The articles cover a wide variety of topics, ranging from “Donald Trump and the Sex Industry” to “Sexual Victimization of Male Refugees and Migrants: Camps, Homelessness and Survival Sex.”
Articles explore pornography, practices that facilitate trafficking of women and children in Africa, courtroom reform for sexually abused children, and sexual exploitation of female church members by prophets in Nigeria. Memoir pieces, book reviews and editorials are also published.
Hughes says the journal’s name is based on the universal principle that all people have the right to be valued and respected and that acts of violence and exploitation are violations of those rights.
The journal’s mission, she says, is to contribute to the global human rights movement by documenting and analyzing violations of human rights, promoting public awareness and finding solutions that restore “justice, rights and dignity to those who have been dehumanized and degraded.”
“Dignity” will also examine, Hughes says, how “uncorrected violence and exploitation of individuals undermine the love and trust of families and the security of communities.”
Another unique aspect of the journal is that it introduces a new model of peer review called “acknowledged peer review.” Submitted articles are still reviewed by the double-blind peer review system, in which the author and reviewer are unknown to each other.
The added element is that upon publication of “Dignity” articles, the reviewers are named and thanked in the acknowledgements.
“The aim of this is to improve transparency of the review process and enable reviewers to get credit for this important professional contribution,” says Hughes. “We hope to improve the quality and integrity of the review process by encouraging reviewers to give candid, but constructive, feedback.”

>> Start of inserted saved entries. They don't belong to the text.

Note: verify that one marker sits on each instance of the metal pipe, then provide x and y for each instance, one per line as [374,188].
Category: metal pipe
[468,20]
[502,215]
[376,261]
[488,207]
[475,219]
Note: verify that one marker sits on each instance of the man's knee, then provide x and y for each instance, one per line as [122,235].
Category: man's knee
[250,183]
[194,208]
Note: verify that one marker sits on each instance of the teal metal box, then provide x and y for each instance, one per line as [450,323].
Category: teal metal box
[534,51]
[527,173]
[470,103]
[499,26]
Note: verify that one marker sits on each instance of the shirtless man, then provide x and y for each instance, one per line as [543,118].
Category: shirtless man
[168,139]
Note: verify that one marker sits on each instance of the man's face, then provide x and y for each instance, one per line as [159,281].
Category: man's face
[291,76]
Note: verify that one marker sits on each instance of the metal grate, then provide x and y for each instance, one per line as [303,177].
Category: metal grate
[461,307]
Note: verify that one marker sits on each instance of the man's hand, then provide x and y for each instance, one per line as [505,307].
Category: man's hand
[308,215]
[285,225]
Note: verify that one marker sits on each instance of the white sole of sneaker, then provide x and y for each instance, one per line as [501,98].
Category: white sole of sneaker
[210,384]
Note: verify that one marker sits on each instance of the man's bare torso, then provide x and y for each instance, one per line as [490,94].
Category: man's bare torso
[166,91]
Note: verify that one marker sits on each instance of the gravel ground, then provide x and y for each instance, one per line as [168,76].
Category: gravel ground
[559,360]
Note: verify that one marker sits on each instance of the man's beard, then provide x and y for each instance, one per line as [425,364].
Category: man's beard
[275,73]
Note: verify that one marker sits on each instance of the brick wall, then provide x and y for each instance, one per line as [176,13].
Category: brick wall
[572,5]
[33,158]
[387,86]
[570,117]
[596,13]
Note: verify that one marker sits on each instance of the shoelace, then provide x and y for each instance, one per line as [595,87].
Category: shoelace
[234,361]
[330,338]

Hughes, a leading international researcher on sex trafficking, is a professor in Gender and Women’s Studies at URI and holds the Eleanor M. and Oscar M. Carlson Endowed Chair in Women’s Studies.
For decades, she has researched the trafficking of women and girls for sexual exploitation in the United States, Russia and Ukraine. She has also studied how the Internet is used for trafficking of women and girls.
At URI, she teaches courses on international women’s issues, human slavery and trafficking, sex trafficking and feminist theory, and she leads an undergraduate research group which conducts studies on human trafficking in Rhode Island.
Governments and non-governmental organizations frequently consult Hughes about issues relating to women’s human rights. In 2009, she was a leader in a campaign to pass three precedent-setting laws to end sex trafficking and sexual exploitation in the state.
“I’m pleased so far with ‘Dignity’ because it’s creating a place for scholars to publish their research and for professionals and advocates to describe their frontline work,” says Hughes. “The journal is already developing a global voice and reputation. I’m very pleased.”